In einem Essay zum interessanten Thema Geld und Geist hätte Leupold nun wahrlich Gelegenheit gehabt, über den tragischen Konflikt zwischen dem ritualisierten Betriebsgeschwätz mit all seinen Theorie-Gassenhauern und einer tief empfundenen poetischen Sprache nachzudenken, ein Konflikt, in dem sich jeder Dichter befindet, will er heutzutage auch nur einen Pfennig mit seinem Schaffen verdienen. Aber wieder nur serviert sie dem Leser ihre heilsbringende Vision vom Erzählen und Dichten als verschwenderische, unökonomische Feier des Täuschens, die einzig fähig ist, eine Welt des schnöden Tauschens zu erlösen.

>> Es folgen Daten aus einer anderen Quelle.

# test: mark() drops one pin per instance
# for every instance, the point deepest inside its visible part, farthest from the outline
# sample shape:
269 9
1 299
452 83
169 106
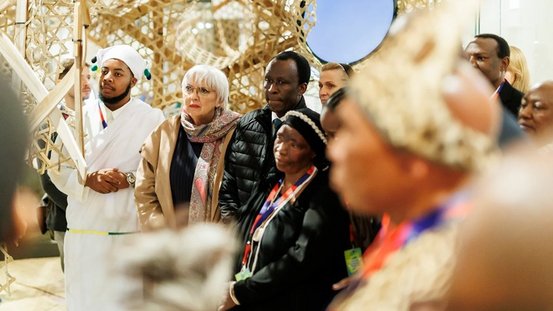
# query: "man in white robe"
101 212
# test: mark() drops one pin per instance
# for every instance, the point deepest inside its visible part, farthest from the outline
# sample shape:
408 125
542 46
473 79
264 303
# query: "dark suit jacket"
510 98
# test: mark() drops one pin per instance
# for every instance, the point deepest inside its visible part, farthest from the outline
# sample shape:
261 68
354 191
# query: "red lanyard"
271 206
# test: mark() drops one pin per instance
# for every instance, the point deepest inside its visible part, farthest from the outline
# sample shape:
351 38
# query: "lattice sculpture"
238 36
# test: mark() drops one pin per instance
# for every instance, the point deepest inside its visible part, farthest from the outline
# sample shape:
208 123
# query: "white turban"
126 54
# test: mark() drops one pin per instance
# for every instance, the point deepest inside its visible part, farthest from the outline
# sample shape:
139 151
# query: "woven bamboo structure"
237 36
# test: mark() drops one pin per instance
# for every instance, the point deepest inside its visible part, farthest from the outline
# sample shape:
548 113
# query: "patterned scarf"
211 135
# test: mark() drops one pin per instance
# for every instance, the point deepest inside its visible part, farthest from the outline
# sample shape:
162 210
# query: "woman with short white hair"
182 160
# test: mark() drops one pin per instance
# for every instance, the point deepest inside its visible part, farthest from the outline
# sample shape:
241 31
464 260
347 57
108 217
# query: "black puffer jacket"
249 159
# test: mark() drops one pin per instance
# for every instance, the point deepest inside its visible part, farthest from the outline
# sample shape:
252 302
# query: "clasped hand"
106 180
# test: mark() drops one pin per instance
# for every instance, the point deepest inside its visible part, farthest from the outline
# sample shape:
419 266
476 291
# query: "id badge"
354 259
243 274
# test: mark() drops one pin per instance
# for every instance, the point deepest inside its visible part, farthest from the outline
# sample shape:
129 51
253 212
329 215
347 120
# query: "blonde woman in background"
517 73
333 77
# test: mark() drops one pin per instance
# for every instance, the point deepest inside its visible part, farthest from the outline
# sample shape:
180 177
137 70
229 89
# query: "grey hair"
210 77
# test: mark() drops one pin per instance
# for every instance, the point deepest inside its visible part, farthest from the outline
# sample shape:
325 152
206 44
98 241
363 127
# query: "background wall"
527 24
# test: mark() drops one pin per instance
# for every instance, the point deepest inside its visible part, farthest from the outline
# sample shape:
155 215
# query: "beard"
115 99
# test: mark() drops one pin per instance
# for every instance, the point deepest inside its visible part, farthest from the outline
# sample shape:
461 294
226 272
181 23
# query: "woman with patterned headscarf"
294 233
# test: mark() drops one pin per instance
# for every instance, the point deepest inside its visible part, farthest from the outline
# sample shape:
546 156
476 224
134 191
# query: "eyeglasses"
202 91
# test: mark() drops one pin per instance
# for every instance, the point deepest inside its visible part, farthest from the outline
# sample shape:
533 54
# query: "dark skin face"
482 54
282 88
293 155
115 80
536 110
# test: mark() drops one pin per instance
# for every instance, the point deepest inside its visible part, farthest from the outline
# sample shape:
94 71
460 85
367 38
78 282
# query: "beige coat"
153 186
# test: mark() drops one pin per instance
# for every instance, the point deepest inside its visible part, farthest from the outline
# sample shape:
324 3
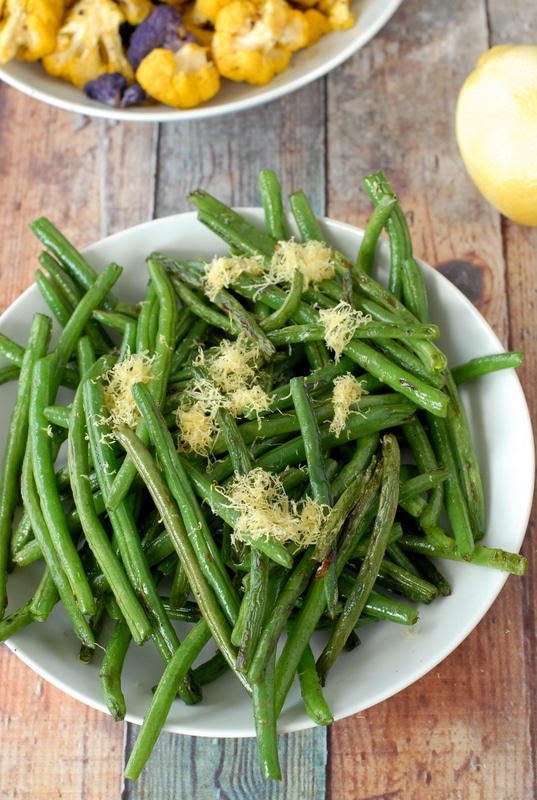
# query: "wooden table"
468 729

Nur selten strampelt sich dabei ein eigener Ton aus all dem gesunkenen Kulturgut einer ehemals modischen Theorievulgata von Haut, Narben, Mythos, Palimpsest und Bricolage frei. Nicht umsonst ist Echo eine von Leupolds Lieblingsmusen. Die Dichterin praktiziert exakt, was sie – wieder in einem sehr hellsichtigen Moment – doch so genau analysiert: „Im post-auratischen oder pseudo-auratischen Zeitalter der Kulturindustrie, von Benjamin und Adorno so trefflich erfasst, hat das (dichterische) Täuschen anscheinend seinen Ursprung vergessen und ist nur noch auf den Tausch versessen: Sinn gegen cash, Künstlichkeit ist nicht mehr die selbstkritische Reflexion über das eigene ‚Gemachtsein‘, sondern Inszenierung von und Teilhabe an synthetischen Welten.“ Eine selbstkritische Dekonstruktion der eigenen Rolle im Betrieb hätte man hier nun gerne gelesen.

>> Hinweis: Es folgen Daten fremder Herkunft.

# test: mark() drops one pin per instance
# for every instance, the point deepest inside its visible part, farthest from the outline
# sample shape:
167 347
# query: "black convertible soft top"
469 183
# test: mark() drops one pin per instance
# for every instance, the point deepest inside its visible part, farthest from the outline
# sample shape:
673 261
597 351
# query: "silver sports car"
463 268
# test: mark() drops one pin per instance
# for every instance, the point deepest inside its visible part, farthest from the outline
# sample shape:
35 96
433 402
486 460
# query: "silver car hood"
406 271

Allein in dem titelgebenden Essay „Alphabet zu Fuß“, einem alphabetischen Katalog über das tagtägliche Ritual des Joggens, ahnt man, was mit einem Schreiben gemeint sein könnte, das ganz aus dem Körper kommt, in seinen hechelnden Lauf involviert ist. In diesem ersten Text des Essaybandes atmet der Leser die frische Luft der Poesie. Die restlichen 150 Seiten schnappt er im stickigen Mief der Tagungsräume nach Sauerstoff.
STEPHAN MAUS
DAGMAR LEUPOLD: Alphabet zu Fuß. Essays zur Literatur. Verlag C. H. Beck, München 2005. 170 Seiten, 17,90 Euro.